Ayer leí con mucha alarma las declaraciones del senador Pablo Escudero, quien preside la Comisión Anticorrupción de la Cámara Alta. Entre otras cosas, dijo: “No hay ningún irreductible para los presidentes de las comisiones que vamos a dictaminar (la Ley General de Transparencia). Nosotros seguimos escuchando”. ¿Por qué mi alarma ante esa afirmación con tonos democráticos? Primero: porque a diferencia de lo que opina el Senador, sí hay irreductibles y éstos ya están plasmados como derechos inalienables en la Constitución; y segundo: porque no es lo mismo escuchar a las agencias que garantizarán el cumplimiento de un derecho establecido, que a los entes responsables de obedecer el mandato constitucional.

El argumento que esgrime el Senador, según el cual debe escucharse a todo el mundo, adolece de un defecto grave: pone en el mismo plano a los poderosos intereses de quienes se oponen a la más amplia transparencia desde sus oficinas de gobierno —aun en contra del principio de máxima publicidad ya escrito en el Artículo Sexto de la Carta Magna— que las preocupaciones razonadas de quienes integran los órganos garantes del acceso a la información en toda la República o las mejores prácticas propuestas por las diversas organizaciones de la sociedad civil que han pugnado por la transparencia durante años. No es lo mismo escuchar las resistencias burocráticas de los sujetos obligados, que las razones de los garantes del derecho ya ganado. Y mucho menos, suponer que la representación política de la sociedad en su conjunto debe doblegarse sin más al peso de una balanza cargada por el peso del Poder Ejecutivo.

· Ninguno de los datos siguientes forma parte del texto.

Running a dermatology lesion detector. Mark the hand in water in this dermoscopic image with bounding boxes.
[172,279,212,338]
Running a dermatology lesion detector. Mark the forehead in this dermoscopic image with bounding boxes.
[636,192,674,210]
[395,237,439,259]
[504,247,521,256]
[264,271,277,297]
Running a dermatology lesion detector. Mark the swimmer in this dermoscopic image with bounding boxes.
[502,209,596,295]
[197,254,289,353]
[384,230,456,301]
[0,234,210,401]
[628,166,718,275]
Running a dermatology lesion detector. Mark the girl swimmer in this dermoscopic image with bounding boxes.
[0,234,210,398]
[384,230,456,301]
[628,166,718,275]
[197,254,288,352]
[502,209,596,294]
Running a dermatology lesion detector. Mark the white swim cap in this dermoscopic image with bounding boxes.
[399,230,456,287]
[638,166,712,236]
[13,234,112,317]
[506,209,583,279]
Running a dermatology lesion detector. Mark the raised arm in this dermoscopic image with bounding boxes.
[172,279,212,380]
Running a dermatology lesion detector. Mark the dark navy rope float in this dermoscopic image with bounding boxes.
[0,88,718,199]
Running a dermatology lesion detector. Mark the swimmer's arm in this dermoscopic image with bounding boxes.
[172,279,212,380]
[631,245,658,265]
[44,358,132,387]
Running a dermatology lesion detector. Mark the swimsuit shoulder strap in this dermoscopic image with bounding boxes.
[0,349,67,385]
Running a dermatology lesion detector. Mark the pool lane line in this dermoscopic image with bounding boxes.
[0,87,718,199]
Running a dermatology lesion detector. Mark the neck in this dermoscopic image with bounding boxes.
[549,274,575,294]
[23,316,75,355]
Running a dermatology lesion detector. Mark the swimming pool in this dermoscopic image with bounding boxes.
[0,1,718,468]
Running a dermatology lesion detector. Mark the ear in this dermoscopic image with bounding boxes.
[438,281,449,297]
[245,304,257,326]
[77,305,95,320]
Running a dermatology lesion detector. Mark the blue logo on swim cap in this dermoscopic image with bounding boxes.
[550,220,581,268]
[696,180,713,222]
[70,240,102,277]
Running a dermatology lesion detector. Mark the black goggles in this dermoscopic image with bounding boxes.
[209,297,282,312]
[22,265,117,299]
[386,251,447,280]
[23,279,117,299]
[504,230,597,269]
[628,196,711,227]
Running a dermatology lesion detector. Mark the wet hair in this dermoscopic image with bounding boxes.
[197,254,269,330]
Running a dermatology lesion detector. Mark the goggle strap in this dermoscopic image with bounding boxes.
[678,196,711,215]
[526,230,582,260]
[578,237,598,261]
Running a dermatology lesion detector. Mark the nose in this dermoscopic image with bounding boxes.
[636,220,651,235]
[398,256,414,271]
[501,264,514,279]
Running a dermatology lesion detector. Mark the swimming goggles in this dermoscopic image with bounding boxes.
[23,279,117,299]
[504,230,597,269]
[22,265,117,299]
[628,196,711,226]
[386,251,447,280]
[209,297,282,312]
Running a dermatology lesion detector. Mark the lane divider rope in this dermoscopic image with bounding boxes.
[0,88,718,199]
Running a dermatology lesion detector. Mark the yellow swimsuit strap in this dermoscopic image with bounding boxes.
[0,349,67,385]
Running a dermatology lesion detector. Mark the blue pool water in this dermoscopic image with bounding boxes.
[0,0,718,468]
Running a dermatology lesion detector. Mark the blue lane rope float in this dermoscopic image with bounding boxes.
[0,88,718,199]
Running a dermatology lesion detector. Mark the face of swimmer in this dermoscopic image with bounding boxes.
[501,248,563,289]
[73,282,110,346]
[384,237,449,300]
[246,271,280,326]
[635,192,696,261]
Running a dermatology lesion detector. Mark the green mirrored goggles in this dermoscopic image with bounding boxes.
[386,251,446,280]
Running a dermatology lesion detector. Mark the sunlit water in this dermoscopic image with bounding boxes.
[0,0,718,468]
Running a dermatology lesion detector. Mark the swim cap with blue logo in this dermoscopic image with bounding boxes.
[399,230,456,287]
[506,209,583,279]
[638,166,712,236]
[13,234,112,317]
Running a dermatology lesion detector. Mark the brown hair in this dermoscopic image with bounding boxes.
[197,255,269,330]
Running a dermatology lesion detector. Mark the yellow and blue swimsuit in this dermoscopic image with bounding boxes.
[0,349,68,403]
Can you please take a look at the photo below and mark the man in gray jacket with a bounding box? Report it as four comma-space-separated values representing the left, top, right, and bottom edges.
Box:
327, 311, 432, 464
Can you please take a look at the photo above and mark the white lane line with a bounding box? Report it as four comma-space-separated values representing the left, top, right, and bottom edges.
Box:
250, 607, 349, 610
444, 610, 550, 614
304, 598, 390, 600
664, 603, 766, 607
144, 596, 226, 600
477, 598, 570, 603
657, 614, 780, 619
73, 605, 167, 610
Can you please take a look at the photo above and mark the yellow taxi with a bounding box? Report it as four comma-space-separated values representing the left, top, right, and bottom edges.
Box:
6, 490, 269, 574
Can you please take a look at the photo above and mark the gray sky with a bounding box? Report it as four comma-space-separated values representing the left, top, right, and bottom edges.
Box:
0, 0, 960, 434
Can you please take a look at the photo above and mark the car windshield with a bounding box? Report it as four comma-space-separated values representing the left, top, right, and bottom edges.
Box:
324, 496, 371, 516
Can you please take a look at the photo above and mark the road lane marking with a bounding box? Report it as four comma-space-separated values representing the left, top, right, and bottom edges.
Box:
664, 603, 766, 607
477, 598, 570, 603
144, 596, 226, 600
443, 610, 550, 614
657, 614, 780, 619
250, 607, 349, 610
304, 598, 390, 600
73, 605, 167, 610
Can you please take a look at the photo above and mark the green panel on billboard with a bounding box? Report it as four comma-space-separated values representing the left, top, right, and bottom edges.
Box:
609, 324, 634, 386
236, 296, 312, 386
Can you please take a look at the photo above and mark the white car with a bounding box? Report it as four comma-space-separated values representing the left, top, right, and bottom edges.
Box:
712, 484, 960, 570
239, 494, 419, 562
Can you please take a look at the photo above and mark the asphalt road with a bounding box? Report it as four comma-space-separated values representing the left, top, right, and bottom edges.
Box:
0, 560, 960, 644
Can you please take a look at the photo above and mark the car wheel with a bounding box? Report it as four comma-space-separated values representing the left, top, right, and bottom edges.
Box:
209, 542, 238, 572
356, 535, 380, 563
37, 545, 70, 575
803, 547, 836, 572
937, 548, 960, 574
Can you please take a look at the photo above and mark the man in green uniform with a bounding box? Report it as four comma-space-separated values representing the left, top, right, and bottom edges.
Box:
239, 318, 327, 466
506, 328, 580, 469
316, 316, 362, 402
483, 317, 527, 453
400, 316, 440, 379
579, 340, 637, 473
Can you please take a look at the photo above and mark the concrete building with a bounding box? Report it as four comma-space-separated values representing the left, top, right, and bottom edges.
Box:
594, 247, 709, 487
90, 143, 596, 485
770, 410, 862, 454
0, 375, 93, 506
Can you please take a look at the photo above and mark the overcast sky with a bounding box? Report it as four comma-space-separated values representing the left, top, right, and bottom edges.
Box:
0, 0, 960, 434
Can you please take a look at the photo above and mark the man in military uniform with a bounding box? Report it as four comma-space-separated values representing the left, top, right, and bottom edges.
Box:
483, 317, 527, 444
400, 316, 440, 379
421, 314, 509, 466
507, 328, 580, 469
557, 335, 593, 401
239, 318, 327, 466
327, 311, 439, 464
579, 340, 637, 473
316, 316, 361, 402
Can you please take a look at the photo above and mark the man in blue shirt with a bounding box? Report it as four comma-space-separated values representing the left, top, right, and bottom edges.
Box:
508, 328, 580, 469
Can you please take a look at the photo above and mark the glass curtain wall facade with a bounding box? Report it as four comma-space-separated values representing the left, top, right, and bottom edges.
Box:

El escenario donde estas declaraciones sucedieron no tuvo desperdicio: en el recinto del Senado de la República, donde varias organizaciones sociales y académicas habían venido trabajando de manera inédita con el grupo de senadores que antes impulsaron exitosamente la reforma constitucional y la renovación abierta del IFAI, aparecieron en la misma mesa los comisionados del órgano garante y Humberto Castillejos, el consejero jurídico del presidente Peña Nieto, quien desempeña el rol exacto de abogado del diablo. En esa mesa ya no estaban las organizaciones de la sociedad civil. Pero los comisionados llevaron un “decálogo” que representa los principales argumentos que hemos señalado muchos, advirtiendo sobre las regresiones que podría sufrir el derecho a saber si el Senado se rindiera, en este tour de force, a los alegatos levantados por el equipo jurídico del Presidente.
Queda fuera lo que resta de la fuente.